Em grampo da PF, Aécio conversa com Jucá sobre Lava Jato: “Acho que é agora ou nunca, né?”

Escuta foi feita pela Polícia Federal com autorização da Justiça. Investigadores dizem acreditar que senadores tramavam enfraquecer investigações do petrolão

 

 

Em uma interceptação telefônica feita pela Polícia Federal em um celular do senador afastado Aécio Neves (PSDB-MG), uma ligação entre Aécio e o senador Romero Jucá (PMDB-RR) está sendo interpretada pela Procuradoria-Geral da República (PGR) como uma tentativa de barrar a Operação Lava Jato. No diálogo, Aécio diz: "Eu acho que é agora ou nunca né?". Jucá responde: "Passou do limite, porra. Já devia ter sido".
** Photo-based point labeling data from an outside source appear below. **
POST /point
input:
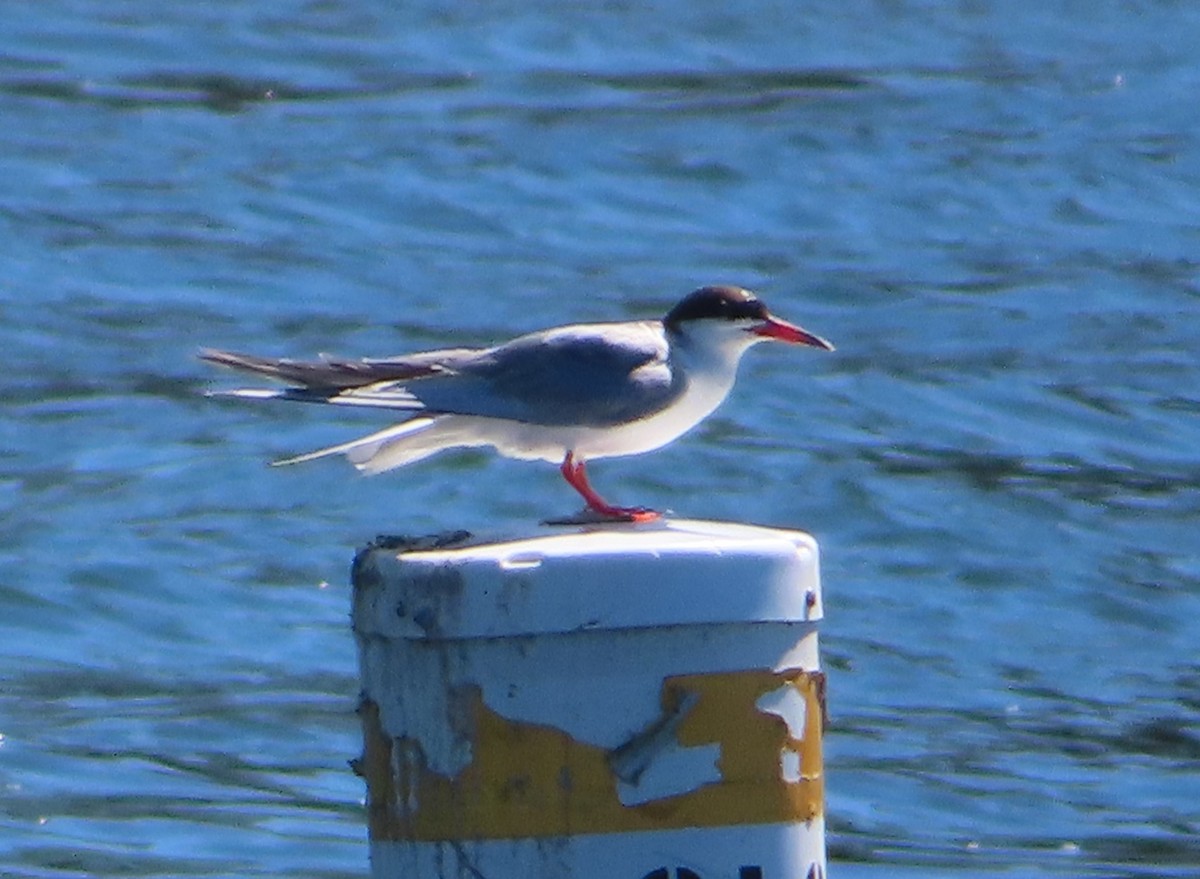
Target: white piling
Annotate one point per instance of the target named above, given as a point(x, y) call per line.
point(594, 703)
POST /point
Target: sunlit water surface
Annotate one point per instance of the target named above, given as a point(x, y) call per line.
point(994, 210)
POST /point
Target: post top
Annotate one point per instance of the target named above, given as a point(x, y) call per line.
point(582, 578)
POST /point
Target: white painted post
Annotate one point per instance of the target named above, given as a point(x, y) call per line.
point(594, 703)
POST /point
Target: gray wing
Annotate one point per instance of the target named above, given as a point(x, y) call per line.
point(595, 375)
point(331, 374)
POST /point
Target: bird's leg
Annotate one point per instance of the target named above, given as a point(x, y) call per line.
point(577, 478)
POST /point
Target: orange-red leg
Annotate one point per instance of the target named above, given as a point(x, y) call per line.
point(576, 476)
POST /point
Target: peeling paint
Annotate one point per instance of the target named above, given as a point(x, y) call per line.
point(527, 779)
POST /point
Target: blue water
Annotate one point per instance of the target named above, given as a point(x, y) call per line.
point(993, 209)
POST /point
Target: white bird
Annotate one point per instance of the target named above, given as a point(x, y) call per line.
point(568, 394)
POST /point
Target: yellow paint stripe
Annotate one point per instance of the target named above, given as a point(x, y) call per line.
point(533, 781)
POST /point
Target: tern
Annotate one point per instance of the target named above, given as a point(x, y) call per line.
point(565, 395)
A conversa aconteceu no dia 13 de abril deste ano, às 15h48, dois dias após o ministro Edson Fachin, relator da Lava Jato no Supremo Tribunal Federal (STF), determinar a abertura de inquérito contra oito ministros do governo Temer, 24 senadores e 39 deputados federais, entre eles os presidentes da Câmara e do Senado com base nas delações de 77 executivos e ex-executivos da Odebrecht.
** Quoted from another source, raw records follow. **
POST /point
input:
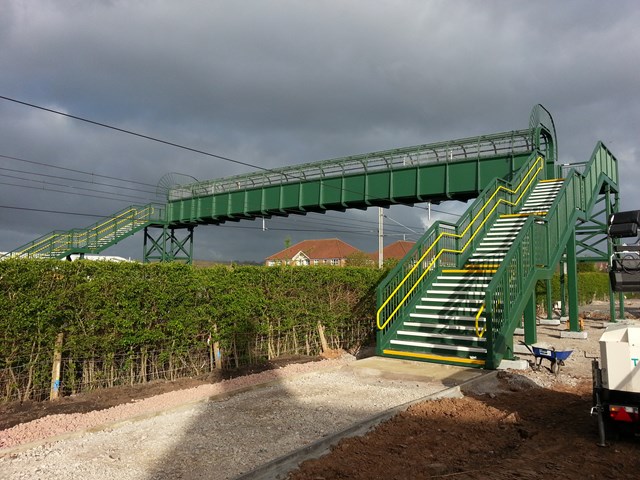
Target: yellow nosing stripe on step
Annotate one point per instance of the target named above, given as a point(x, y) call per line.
point(469, 271)
point(515, 215)
point(429, 356)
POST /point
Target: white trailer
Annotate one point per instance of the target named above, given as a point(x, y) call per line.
point(616, 380)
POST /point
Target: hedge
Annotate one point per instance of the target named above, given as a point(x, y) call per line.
point(129, 322)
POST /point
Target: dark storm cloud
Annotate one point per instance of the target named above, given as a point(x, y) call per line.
point(284, 82)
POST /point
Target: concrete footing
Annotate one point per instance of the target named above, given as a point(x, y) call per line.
point(569, 334)
point(514, 365)
point(546, 321)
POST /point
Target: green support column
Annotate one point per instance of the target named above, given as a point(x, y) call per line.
point(612, 295)
point(572, 273)
point(621, 295)
point(563, 288)
point(549, 299)
point(530, 334)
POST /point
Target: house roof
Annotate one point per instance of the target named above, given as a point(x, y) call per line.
point(396, 250)
point(316, 249)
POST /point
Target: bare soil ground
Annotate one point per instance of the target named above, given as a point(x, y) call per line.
point(522, 424)
point(525, 425)
point(14, 413)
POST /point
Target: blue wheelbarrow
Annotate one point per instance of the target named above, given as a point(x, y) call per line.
point(556, 357)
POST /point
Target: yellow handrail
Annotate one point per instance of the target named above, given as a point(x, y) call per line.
point(478, 332)
point(456, 235)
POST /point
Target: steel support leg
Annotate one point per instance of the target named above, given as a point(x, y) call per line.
point(530, 334)
point(167, 247)
point(563, 289)
point(547, 283)
point(572, 273)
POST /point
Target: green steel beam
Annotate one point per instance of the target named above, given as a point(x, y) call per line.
point(530, 334)
point(435, 182)
point(572, 273)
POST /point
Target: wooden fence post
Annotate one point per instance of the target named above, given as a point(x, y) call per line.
point(323, 340)
point(55, 369)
A conversa é parte do inquérito que tramita no Supremo contra o senador a partir da delação dos empresários Wesley Batista e Joesley Batista, donos da J&F Investimentos. Na ligação, Jucá chama Aécio de "meu presidente" e Aécio retribui o tratamento como "meu irmão". No trecho mencionado pela PGR, a conversa é transcrita da seguinte forma:

[...]

Aécio: Eui tive com o Eunício ontem e falou um pouco da conversa que vocês tiveram aquele dia... (incompreensivel)... A última. Eu tô... eu vou fazer o possível para chegar segunda aí mais no início da noite.

Jucá: Tá.

Aécio: Me dá uma ligada para marcar alguma coisa.

Jucá: Tá, tá.

Aécio: Também eu acho que é agora ou nunca, né?

Jucá: Não, não... deixa eu falar... ééé... passou dolimite, porra. Já devia ter sido.

Aécio: Claro.

Jucá: Agora vamos discutir tudo isso, né? Tá? É importante.

Aécio: Mas você vê condições?

Jucá: Vejo... Vejo... é.

Aécio: Então tá bom. Um abraço.

Jucá: Um abraço, ok. Tchau.

Alguns dias após essa ligação, no dia 20 de abril, a PF interceptou uma outra conversa. Dessa vez de Aécio com o senador José Serra (PSDD-SP). Na conversa, os dois comentam sobre falar com Temer para trocar o ministro da Justiça por alguém "forte"- para a PGR, com objetivo de controlar a PF.

Em uma sucessão de ligações com objetivos semelhantes, Aécio conversou com Gilmar Mendes, ministro do STF, no dia 26 de abril. Na conversa, o senador pede um favor ao ministro. Aécio pede a Gilmar que convença o senador Flexa Ribeiro (PSDB-PA) a votar favorável ao projeto que trata da lei de abuso de autoridade. Gilmar concorda e diz que vai ligar para o senador. No mesmo dia o projeto foi aprovado na comissão.

No pedido de investigação apresentado pela PGR, a procuradoria relembra a conversa entre Jucá e o ex-presidente da Transpetro Ségio Machado, no qual Jucá afirmava que a solução era o impeachment da então presidente Dilma Rousseff, como forma de travar a Operação Lava Jato no meio político. Na época, a conversa foi gravada pelo próprio Machado, que logo em seguida ofereceu à PGR como parte de sua delação premiada.

Tanto Aécio quanto Jucá negam que a conversa reflita uma trama para barrar as investigações do petrolão.